I have had Whippets for the last 20 years and wouldn't be without one.I lost my last Whippet,which was a rescue in November 2017.Her name was Xanthe and she had been abused by her last owner.Xanthe was only with us for 2 years but at least had 2 years of quality life.Last Christmas was the worst ever without a Whippet in the houseand our other dog Meme,a Westie,was so sad without her Whippet sister.So in February 2018 Luna joined our family.Luna is the 1st Whippet puppy I have ever owned and she is full on with energy and gets into everything.If you get a Whippet puppy you need to be prepared to sprend a lot of time with the pup,not for people who work full time.Have to say that after 2 months of hard work training Luna she is a joy to live with and has made our lives complete again
I was once told that whippets are untrainable. NOT TRUE! Whippets are very bright, clever and loving dogs, and in the right hands and with reward based techniques they can do well in most disciplines. With proper socialisation, they are great with children and other dogs, and can be with cats and small animals if introduced at an early age. They are gorgeous gentle creatures and a pleasure to own. They steal your heart!

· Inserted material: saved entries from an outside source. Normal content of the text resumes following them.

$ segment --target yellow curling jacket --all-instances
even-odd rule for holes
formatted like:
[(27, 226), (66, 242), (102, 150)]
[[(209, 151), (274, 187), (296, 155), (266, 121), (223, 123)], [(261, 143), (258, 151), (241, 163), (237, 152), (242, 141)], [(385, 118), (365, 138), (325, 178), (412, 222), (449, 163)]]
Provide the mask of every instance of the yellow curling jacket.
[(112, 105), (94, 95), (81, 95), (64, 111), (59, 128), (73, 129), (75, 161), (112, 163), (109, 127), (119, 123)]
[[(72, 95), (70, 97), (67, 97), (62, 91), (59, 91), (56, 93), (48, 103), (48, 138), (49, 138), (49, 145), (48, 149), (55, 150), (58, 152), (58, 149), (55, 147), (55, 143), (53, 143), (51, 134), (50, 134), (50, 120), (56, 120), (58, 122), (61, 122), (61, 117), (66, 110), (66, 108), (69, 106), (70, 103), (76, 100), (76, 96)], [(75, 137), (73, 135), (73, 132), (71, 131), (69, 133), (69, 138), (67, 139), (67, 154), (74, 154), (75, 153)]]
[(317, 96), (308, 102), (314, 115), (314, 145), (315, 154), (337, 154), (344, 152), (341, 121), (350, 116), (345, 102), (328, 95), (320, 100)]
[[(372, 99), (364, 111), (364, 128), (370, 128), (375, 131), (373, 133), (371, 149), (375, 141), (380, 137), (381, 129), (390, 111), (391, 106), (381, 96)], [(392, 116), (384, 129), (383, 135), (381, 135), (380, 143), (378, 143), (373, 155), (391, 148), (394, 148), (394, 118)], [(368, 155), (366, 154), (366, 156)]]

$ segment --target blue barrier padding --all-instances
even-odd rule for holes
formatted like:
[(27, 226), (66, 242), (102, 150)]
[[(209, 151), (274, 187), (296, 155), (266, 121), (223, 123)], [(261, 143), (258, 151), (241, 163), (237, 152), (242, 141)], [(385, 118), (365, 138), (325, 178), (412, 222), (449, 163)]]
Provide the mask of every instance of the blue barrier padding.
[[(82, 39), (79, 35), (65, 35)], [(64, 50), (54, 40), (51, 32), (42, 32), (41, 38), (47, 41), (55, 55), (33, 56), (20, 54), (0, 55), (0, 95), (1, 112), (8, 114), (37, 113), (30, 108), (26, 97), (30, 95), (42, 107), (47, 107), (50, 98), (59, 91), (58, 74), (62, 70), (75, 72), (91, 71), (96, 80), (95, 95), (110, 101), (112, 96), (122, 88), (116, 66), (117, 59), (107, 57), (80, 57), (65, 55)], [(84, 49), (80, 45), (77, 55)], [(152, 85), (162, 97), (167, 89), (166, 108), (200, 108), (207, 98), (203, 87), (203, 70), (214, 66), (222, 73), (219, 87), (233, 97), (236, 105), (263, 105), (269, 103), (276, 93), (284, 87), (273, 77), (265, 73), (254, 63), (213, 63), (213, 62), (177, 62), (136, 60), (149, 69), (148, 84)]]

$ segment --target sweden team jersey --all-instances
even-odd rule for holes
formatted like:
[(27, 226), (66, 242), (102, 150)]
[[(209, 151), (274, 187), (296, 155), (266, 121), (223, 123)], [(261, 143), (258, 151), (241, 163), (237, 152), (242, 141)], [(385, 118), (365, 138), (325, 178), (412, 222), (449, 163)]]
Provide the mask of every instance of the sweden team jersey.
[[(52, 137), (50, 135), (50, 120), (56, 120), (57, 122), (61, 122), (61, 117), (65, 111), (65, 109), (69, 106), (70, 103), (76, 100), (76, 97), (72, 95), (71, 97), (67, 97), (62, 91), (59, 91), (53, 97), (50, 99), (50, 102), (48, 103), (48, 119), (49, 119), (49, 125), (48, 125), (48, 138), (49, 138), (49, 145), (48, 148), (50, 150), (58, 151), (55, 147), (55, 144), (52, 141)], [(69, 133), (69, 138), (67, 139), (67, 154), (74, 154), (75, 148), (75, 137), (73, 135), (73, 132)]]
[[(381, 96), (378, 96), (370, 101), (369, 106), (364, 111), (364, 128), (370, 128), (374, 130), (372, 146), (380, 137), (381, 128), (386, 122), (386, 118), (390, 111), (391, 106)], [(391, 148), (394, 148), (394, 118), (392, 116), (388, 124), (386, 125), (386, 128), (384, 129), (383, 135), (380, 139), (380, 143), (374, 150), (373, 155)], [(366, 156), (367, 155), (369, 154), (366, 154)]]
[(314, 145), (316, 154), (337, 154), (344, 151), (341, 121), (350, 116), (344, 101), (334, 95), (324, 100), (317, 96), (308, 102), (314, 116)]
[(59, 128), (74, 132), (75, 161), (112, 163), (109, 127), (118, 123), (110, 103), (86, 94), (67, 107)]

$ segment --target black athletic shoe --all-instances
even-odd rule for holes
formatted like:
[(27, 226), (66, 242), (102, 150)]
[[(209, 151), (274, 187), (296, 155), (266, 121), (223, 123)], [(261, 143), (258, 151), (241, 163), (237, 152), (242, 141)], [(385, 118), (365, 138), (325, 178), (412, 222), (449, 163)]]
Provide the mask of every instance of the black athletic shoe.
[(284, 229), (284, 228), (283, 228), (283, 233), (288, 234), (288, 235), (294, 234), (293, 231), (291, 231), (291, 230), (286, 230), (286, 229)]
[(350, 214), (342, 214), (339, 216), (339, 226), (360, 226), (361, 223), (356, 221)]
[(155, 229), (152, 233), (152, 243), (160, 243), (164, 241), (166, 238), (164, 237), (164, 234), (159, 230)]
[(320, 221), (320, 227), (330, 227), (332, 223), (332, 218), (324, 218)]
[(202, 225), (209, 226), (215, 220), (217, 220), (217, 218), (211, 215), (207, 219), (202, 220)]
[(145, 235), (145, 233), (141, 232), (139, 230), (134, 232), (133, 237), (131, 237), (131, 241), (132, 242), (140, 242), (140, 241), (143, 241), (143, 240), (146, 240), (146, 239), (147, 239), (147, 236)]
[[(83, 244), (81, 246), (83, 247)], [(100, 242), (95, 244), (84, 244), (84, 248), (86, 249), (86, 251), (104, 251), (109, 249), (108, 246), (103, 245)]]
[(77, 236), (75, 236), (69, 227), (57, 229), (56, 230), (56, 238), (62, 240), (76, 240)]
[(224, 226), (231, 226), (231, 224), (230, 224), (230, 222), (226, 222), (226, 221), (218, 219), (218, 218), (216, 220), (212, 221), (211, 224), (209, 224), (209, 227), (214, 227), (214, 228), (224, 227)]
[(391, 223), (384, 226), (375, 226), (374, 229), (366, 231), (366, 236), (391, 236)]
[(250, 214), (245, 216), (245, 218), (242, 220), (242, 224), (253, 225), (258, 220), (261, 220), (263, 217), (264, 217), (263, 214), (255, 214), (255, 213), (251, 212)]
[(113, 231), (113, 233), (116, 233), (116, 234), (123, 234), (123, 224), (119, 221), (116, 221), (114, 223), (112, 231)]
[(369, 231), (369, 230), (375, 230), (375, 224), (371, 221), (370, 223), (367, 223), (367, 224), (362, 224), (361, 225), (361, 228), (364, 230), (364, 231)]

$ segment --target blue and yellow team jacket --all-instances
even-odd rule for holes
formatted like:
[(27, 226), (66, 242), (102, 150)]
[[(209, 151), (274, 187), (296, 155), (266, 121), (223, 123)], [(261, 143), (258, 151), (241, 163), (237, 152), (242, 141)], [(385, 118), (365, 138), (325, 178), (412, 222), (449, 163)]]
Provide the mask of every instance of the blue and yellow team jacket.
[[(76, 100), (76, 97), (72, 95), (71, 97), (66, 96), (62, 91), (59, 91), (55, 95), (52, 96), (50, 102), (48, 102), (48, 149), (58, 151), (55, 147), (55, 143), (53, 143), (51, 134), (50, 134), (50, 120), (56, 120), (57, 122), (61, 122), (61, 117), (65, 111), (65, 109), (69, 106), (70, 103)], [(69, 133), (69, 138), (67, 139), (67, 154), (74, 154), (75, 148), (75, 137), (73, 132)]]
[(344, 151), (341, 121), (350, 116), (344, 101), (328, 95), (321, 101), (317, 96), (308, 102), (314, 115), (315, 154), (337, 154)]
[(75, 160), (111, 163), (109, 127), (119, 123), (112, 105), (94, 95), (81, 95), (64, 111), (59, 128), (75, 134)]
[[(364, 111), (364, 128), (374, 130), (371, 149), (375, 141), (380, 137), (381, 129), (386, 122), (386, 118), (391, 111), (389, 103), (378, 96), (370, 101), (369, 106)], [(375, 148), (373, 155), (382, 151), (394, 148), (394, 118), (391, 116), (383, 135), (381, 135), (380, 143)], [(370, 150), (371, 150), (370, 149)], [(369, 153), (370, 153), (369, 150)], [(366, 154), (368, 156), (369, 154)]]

We totally adore our 9 year old Blue Whippet, Ptolemy. He's been our constant companion since arriving as a cheeky puppy. He's great fun to take out and run off-leash ,but always stays within our sight as he's rather keen we're always together. He's a proper gentleman with other dogs, great for helping with puppy socialisation as he's quite "aloof" with other dogs and won't get involved with any rumbustious play sessions, no matter how hard they may try to engage him. This has always been the case,but it suits us all. Very sadly though, I must now tell you that he's been extremely poorly on and off since Christmas. He has Immune Mediated Thrombocytopenia together with recurrent Pancreatitis. Taking a huge dose of steroids every day and other meds to support him has made him ravenously hungry (and he loved food before ) ,permanently thirsty as his liver function is now compromised, and so he's looking much larger and has slowed down considerably. I believed he would live to a good age,and we'd all enjoy our twilight years together ,walking the countryside and coast and napping when necessary. We're devastated to have to accept this isn't going to happen now and all we can do is support him and know when the "time " comes. I can't think of our future life without Ptolemy and I feel cheated and bereft . But we've been privileged to have a Whippet living with us even if only for 9 years and I'd tell anyone how wonderful Whippets are to love and love you back in return.